Britain’s GlaxoSmithKline (GSK) and Nasdaq-listed Vir Biotechnology have won the US drug regulator’s approval for a drug to treat mild and moderate Covid-19 patients older than 12.

A spokesperson for GSK India said that the company was exploring options to make Sotrovimab, an "important medicine", available for Indian patients quickly. The spokesperson did not comment on possible pricing of the product that will be available in the US in weeks. “Discussions with global regulators regarding authorisations in additional countries continue to advance,” GSK said.

Cipla recently launched its Roche antibody cocktail (casrivimab and imdevimab) for Rs 60,000 per patient for Covid-19 treatment in India.

Treatment with Sotrovimab resulted in an 85 per cent reduction in the risk of hospitalisation or death in high-risk adult Covid-19 outpatients compared to a placebo, interim results from a Phase 3 trial showed. Data indicates Sotrovimab helps against all known variants of the virus, including the B.1.617 strain first found in India.

The antibody therapy is not recommended for hospitalised Covid-19 patients. USA’s Food and Drug Administration (USFDA) said on its website, “The safety and effectiveness of this investigational therapy continues to be evaluated for treatment of COVID-19. Sotrovimab is not authorized for patients who are hospitalized due to COVID-19 or require oxygen therapy due to COVID-19.”

It added that this treatment has not shown benefit in patients hospitalized due to Covid-19 and monoclonal antibodies may be associated with worse clinical outcomes when administered to hospitalized patients requiring high flow oxygen or mechanical ventilation.
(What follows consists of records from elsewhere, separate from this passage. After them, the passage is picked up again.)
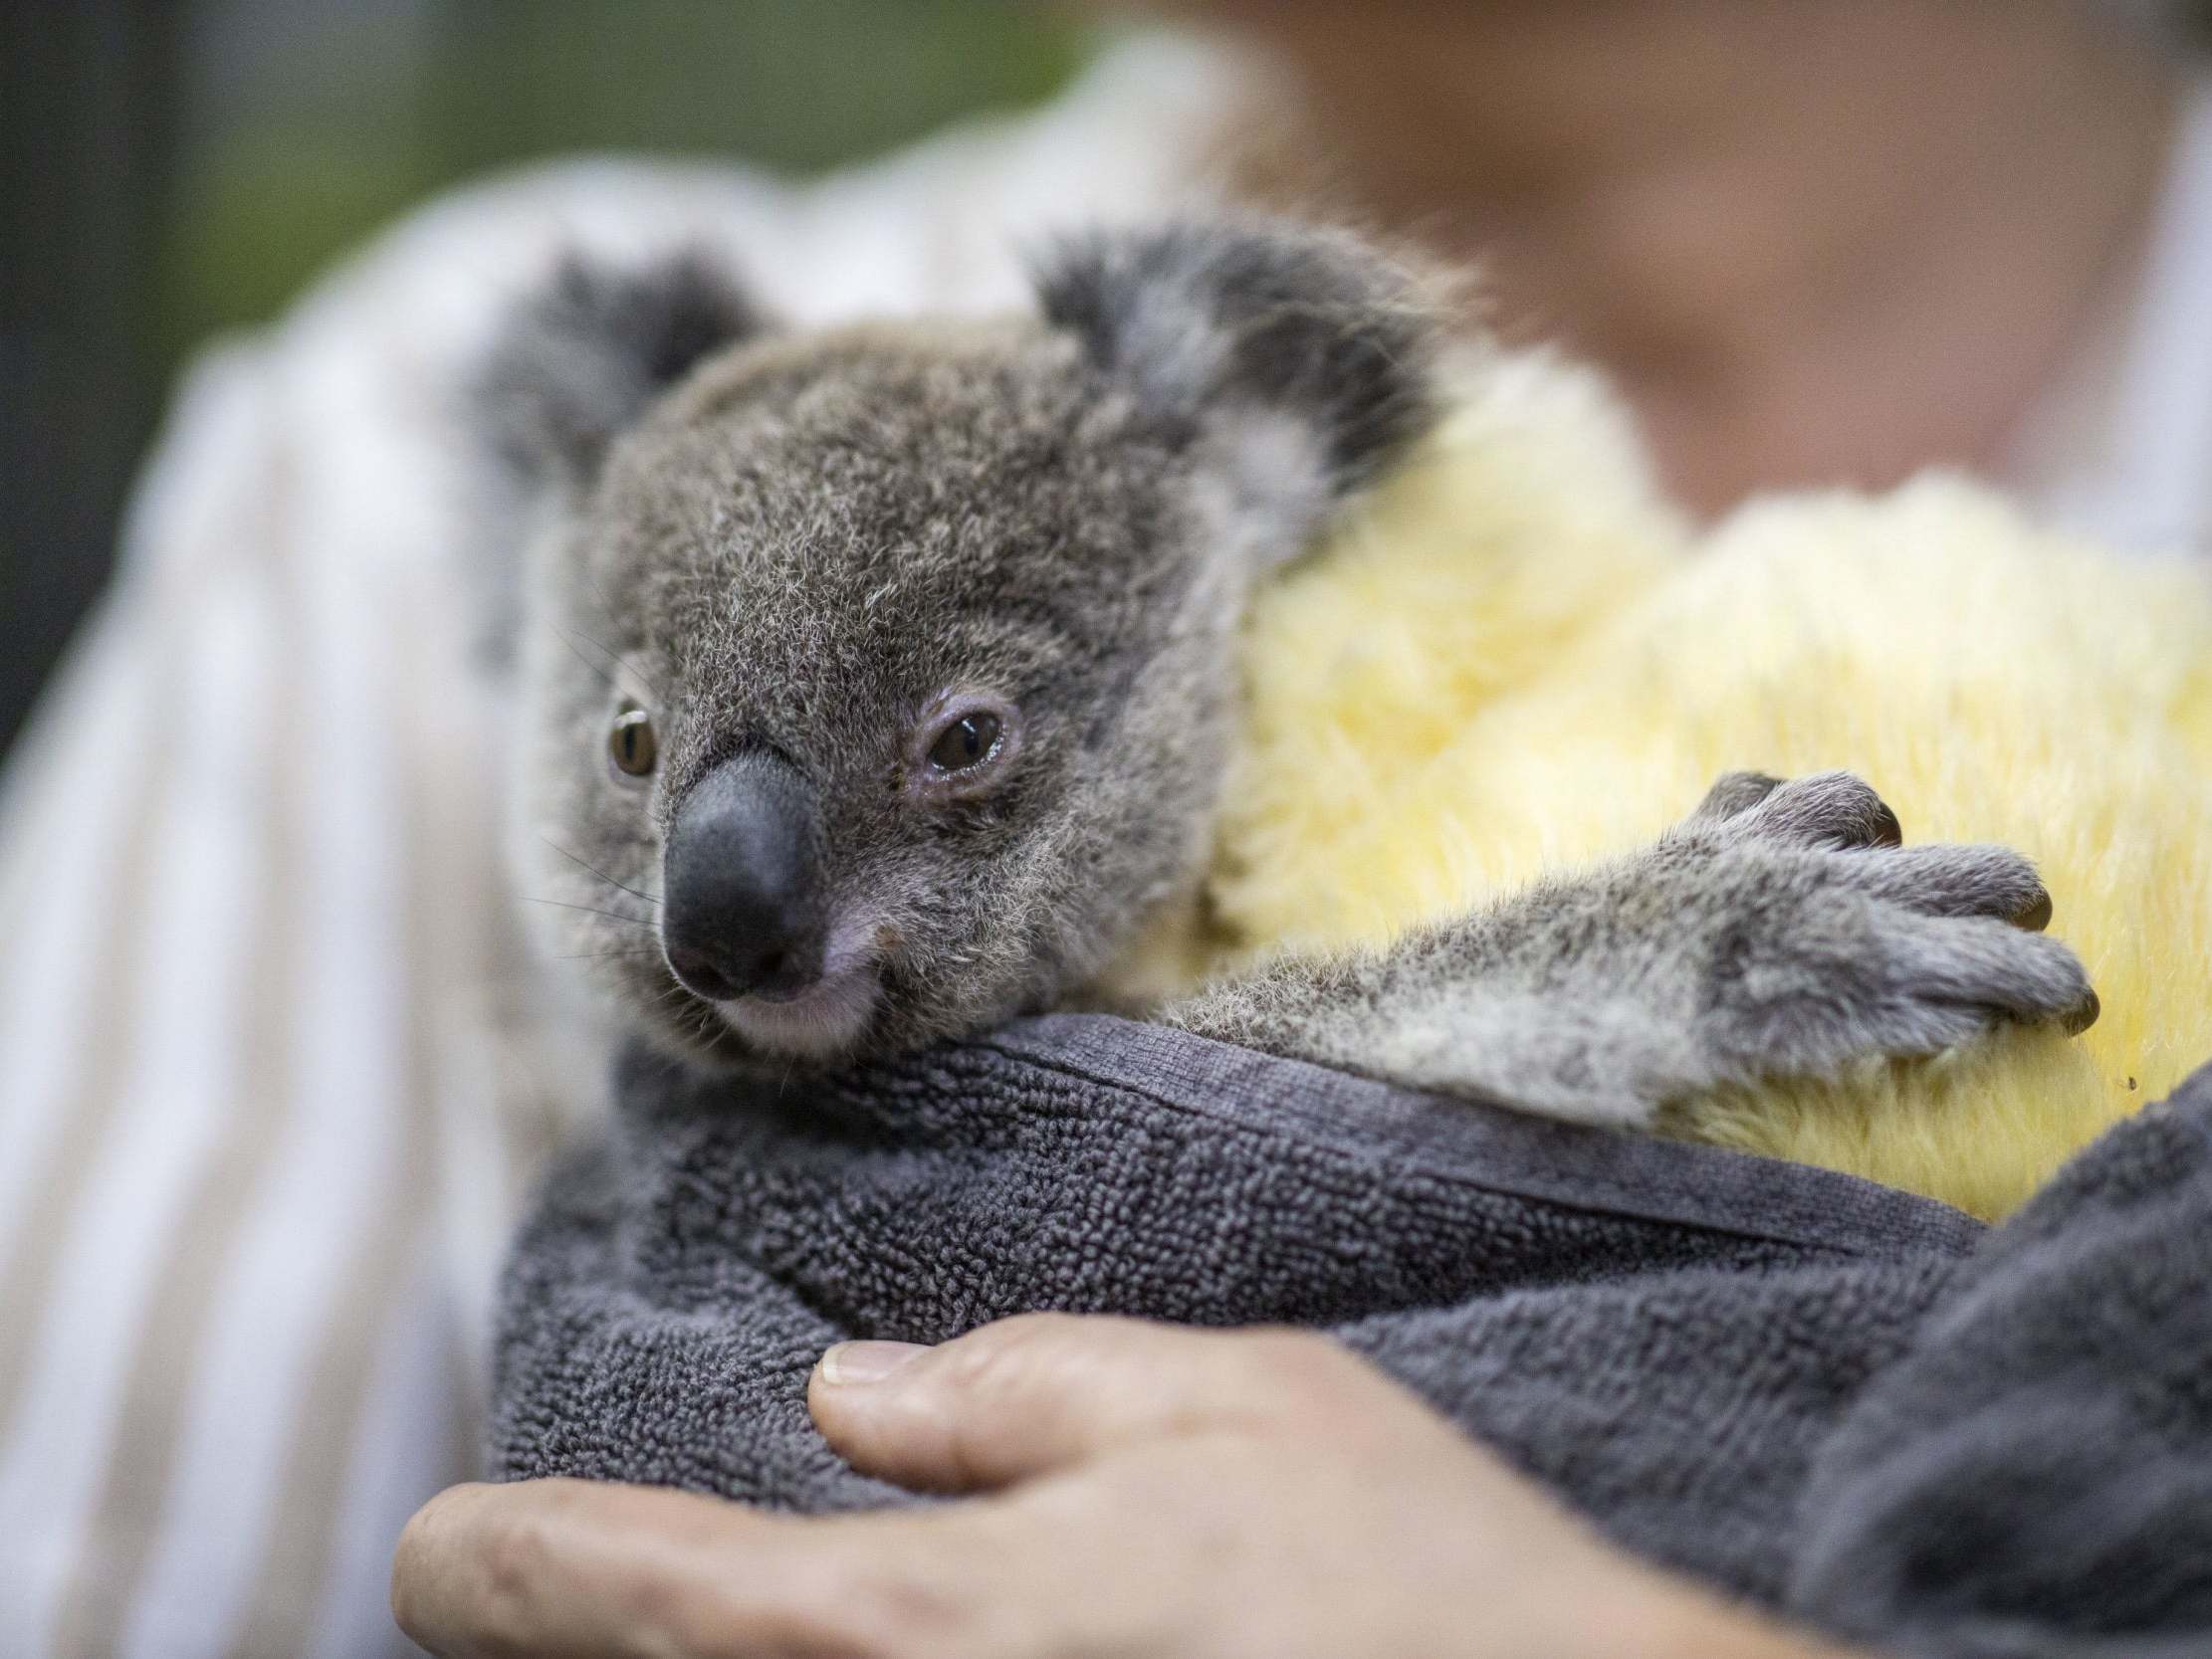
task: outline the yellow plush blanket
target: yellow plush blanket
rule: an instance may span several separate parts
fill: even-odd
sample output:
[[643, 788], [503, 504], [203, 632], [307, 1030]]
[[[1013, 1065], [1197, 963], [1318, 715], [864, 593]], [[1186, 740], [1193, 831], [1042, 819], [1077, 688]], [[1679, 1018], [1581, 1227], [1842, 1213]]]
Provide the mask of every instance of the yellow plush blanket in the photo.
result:
[[1676, 1132], [1995, 1216], [2212, 1058], [2212, 561], [2045, 533], [1946, 478], [1693, 536], [1594, 380], [1496, 356], [1247, 644], [1208, 895], [1229, 955], [1626, 851], [1723, 771], [1846, 767], [1908, 840], [2035, 859], [2103, 1016], [1683, 1101]]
“Our distinctive scientific approach has led to a single monoclonal antibody that, based on an interim analysis, resulted in an 85 percent reduction in all-cause hospitalisations or death, and has demonstrated, in vitro, that it retains activity against all known variants of concern, including the emerging variant from India," said George Scangos, Chief Executive Officer of Vir.

GSK’s President R&D and chief scientific officer Hal Barron said there is a need to help prevent infected patients from developing further complications. "In just over a year since starting our collaboration and in less than 10 months since beginning clinical trials, we are delighted that, as of today, the benefits of this unique monoclonal antibody will now be available to patients in need for future coronavirus outbreaks," Barron said.